I am a Christian in America – very gratefully in America, since this country affords me opportunities and liberties unavailable and even unimaginable in many other nations. And yet, I watch the approach of Independence Day with a certain ambivalence tinged with fear and trembling. On this day, like no other, there is a crossing of lines, a blurring of borders – a not so subtle insistence on serving two masters – as churches are decorated with patriotic bunting and cross and flag are adjoined in our sanctuaries, assuming the cross is still evidenced. A sign prominently displayed at one local megachurch tells the story:
Freedom in America
Freedom in Christ.
I struggle to understand what this sign is intended to communicate, and I struggle against what it might be intended to communicate. Does it proclaim that the freedom we have in America is the same freedom we have in Christ: that the freedom from sin and death won for us in and through the incarnation, ministry, death, burial, resurrection and ascension of the Lord Jesus Christ and preserved for us through the Holy Spirit is one in essence with the freedom from political oppression and tyranny won for us through the political insight, will, and revolution of our founding fathers and the ongoing heroic sacrifices of our military? But surely these freedoms are not consubstantial. The Christian narrative and the American narrative do not tell the same story, nor are they merely different chapters in the same book. The Christian narrative is based not upon certain unalienable rights – life, liberty, and the pursuit of happiness – but upon man’s rebellion against his Creator, upon repentance, upon the recognition that there is no life, liberty, or happiness apart from reconciliation with the Creator through his son, Jesus Christ. The Christian narrative has nothing to do with democratic rule and everything to do with the Lordship of Christ and the Kingdom of God; its pledge is not of allegiance to a flag but to Jesus as Lord. Christian freedom is mediated through the proclamation of the Gospel, political freedom through the power of the sword. This distinction is particularly vital just now when America and other western nations are engaged in battle on multiple fronts with radical Islam. Christians must be clear and must clearly communicate that this war is not religious – our battles are not against flesh and blood but against the powers and principalities and the rulers of this dark age in the heavenly places – but political: a battle between democracy and shari’a. This battle is about the political right of a nation to defend itself from foreign threat. (Ironically, both sides agree on this.) It is about the self-interest of exporting democracy. But it is not about Christianity. To the extent this distinction is not made our faith suffers by appearing violent and imperialistic, exactly what our nation opposes in radical Islam. Freedom in America and Freedom in Christ are not the same.

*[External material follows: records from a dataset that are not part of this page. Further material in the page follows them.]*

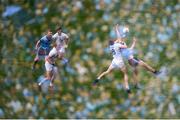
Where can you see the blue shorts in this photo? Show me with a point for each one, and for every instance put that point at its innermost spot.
(134, 62)
(43, 51)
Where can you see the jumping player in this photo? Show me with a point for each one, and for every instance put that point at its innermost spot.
(127, 53)
(61, 40)
(117, 62)
(43, 47)
(51, 69)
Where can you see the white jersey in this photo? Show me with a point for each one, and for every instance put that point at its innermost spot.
(117, 61)
(53, 55)
(60, 39)
(115, 48)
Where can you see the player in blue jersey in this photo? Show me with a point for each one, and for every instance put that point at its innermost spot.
(43, 47)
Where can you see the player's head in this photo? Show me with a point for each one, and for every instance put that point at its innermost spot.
(125, 32)
(59, 30)
(111, 42)
(49, 33)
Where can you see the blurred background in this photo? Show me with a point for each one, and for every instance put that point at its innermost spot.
(89, 24)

Is the sign intended to communicate that America is – or was and may yet be again – a Christian nation? If so, this is simply, but importantly, a category mistake on the order of saying a dog can be a good cat if it only learns to meow and develops a certain disdain for humans. But no canine can ever legitimately be placed in the category feline, no matter its behavior. Likewise, no nation, however rightly it acts, can be placed in the category Christian. Christian denotes a human being created in the image of God, ravaged by sin, redeemed by the salvific acts of Christ, sealed and transformed by the Holy Spirit. The collection of all such Christians is the church – the Body of Christ – and not this nation or any nation. Nation denotes a social construct – a human invention – comprising a people, land, law, government. How would such a construct become Christian: by making and enforcing laws based upon biblical principles? But this very idea violates biblical principles. If we did not receive the Spirit through the works of the law or through some Pelagian-like heresy, how can an entire nation do so? While a nation can – and, Christians believe, should – strive for law based upon God’s sense of restorative justice – including a preferential option for the poor – that will not and cannot make that nation a Christian one, but simply a good secular one. Even these good laws must be imposed by the majority on the dissenting minority and enforced by the coercive power of real or threatened force: fine, imprisonment, and, in extreme cases, execution. But imposition and coercion never were and can never be the way of Christ. And, if threatened by enemies foreign or domestic – as it certainly will be – must not a nation protect itself by the power of the sword? “Put away your swords,” Jesus commanded his disciples precisely at the moment of greatest threat. Christians must do that, it seems; nations cannot. Christian nation is simply a category mistake that breeds confusion in our own minds and throughout the world. “If you are an American you must be a Christian,” is a damaging idea held by many around the world – an idea we have sometimes intentionally, sometimes inadvertently, promulgated.
I do not know what the sign is intended to communicate. Its ambiguity – and the blurring of distinctions between faith and patriotism evidenced in many Independence Day observances – is precisely the source of my ambivalence. So, I will opt for a hermeneutic of trust and attribute to the sign the most favorable interpretation. As a grateful citizen I will celebrate the political freedoms that are mine in America and honor those who have sacrificed to win and preserve those political freedoms. As a thankful Christian I will celebrate the spiritual freedom that is mine in Christ and worship the Lord of Life who sacrificed himself to win and preserve that spiritual freedom. I may possibly wave a flag, but I will certainly fall on my knees before the cross. And, I will be careful never to confuse the two.